Both these creative activities seem contradictory at first but not exclusively.  As a musician, being a member of an orchestra gives Humair an actual purpose.

“Personally, I don’t just want to fulfil a function. I believe that the skill of a drummer is to provide a rhythm which will actively determine the process of creating the music.”

His ambition, from the very beginning, has always been to create new improvisations and interactions.  His friend and music partner Michel Portal invented the expression ‘intercreativity’ to describe this.

Painting is personal, the concentrated interaction of the tension between the artist and his art should clearly leave a noticeable trace.  Humair emphasized that by his ‘abstract narrative’ a deepening is possible whereas with jazz only the present moment counts.  It might be surprising that he also mentions improvisation when he talks of his painting but it is actually true.  The first step in the process is painting on a non-absorbant background such as plastic, vinyl or glass – similar to the window that he coloured as a boy.  He then manually transfers[SP1]  this image onto a canvas which he then embellishes using various objects e.g. a brush, a paint knife or even rectangular, circular or triangular objects which he has distorted.

Because he is perfectly ambidextrous, Humair obviously uses both hands whereby, using a French play on words, he suggests that his right hand is rather ‘left wing’.  He paints without music in the background because it disturbs his concentration and the rhythm, even when painting, the vibration is important.  Music doesn’t inspire him while painting because the rhythm is a distraction.  When he has a brush in his fingers he feels the same inner buzz, just as with his drumsticks when he is playing jazz. With considerable constrictions.

“You can’t go back to something when you’re performing.  When you are painting you can correct it, throw it away, start again until it’s right.  In a concert everything happens the moment you pick up your drumsticks.  From then on everything is predetermined: the band, the place, the time.  That creates more responsibility.  With painting, you alone are responsible for the result.”

Rhythm plays an important role as a bridge between both art forms.

“Naturally, as there are forms such as Pulsations (i.e. wave movement that reminds one of the rhythm of the heart) …  In the kitchen there is also a rhythm just by following a particular recipe.  It’s exactly the same with painting or the cinema.  The only thing that really doesn’t interest me is art without a pulse, that is consciously slow and monotonous.”

When I first met Daniel Humair and wanted to know his reason for playing, he replied short and sweet “for pleasure”.  Of course, it goes deeper than you think.  It’s like a game for him when he maintains that creative interaction.  It’s also a game the way he has refined his personal technique over decades.  Constantly adding new pictures with new variations and, above all, creating new vibrations or new recipes in the kitchen, his third area of artistry.
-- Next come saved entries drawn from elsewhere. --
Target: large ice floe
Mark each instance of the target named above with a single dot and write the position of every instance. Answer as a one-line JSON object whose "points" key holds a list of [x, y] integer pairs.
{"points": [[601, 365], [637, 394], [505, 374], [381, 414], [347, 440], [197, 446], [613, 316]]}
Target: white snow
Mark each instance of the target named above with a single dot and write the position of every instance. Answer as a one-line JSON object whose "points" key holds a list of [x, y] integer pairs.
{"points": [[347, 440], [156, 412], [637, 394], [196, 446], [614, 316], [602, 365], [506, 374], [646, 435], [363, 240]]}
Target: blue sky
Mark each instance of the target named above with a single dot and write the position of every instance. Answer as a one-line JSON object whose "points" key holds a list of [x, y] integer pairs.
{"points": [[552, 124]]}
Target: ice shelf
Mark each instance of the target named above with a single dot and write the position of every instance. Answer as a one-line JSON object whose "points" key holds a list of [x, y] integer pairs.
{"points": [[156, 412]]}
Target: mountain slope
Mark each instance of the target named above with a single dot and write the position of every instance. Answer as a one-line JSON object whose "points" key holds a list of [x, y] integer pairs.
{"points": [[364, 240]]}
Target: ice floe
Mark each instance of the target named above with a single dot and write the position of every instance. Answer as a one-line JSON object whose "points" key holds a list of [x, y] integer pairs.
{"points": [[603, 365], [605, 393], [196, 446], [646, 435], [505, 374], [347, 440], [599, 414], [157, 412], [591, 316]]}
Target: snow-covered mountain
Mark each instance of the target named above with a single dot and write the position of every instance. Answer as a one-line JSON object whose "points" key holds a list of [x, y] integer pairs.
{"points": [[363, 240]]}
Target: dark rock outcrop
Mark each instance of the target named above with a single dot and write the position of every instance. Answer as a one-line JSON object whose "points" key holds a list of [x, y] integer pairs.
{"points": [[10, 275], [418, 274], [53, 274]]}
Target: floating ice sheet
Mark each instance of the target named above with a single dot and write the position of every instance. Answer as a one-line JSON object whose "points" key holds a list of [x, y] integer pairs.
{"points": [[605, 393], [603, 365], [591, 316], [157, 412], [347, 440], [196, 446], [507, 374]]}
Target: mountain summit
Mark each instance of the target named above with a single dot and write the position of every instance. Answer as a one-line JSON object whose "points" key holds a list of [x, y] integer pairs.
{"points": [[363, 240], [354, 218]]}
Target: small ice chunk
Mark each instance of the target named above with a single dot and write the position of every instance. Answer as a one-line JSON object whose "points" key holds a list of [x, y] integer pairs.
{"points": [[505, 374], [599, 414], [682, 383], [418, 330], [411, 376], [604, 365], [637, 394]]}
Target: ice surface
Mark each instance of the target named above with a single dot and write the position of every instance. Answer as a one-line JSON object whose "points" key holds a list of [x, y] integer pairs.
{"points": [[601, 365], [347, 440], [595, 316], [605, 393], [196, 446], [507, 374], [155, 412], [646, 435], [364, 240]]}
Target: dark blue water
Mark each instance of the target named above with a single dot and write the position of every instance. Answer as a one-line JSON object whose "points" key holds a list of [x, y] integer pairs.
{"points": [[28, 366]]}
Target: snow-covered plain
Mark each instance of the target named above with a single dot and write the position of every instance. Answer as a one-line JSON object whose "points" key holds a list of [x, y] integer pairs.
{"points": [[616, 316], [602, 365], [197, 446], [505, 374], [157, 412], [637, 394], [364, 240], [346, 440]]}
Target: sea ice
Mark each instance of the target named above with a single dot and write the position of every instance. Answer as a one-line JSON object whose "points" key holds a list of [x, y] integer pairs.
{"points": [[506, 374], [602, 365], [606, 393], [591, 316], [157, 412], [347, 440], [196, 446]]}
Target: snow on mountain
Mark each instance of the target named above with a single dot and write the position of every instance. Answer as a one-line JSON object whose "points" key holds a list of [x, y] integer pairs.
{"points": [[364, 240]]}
Every game has its rules.  Humair’s fundamental attitude towards his creative activities is to respect and simultaneously to break the rules as he does in his painting.  That is his life’s philosophy – to take risks so as to create something new and unexpected, even if it could go wrong.  Just as he does with his painting.  The pianist Joachim Kuhn aptly described, in reference to the first gig of the legendary trio with Jean-Francois Jenny-Clark on bass:

“ Before the first concert of this trio we had just had a rehearsal.  At the evening meal, Daniel had drawn a figure on a serviette.  That was Guylene and we have played it at every concert, although it was always different.  We have never discussed it.  I have asked Daniel if we need to have any more rehearsals. He declined as he didn’t have the time and we have never rehearsed since.  It was either ok or not.  So is jazz”.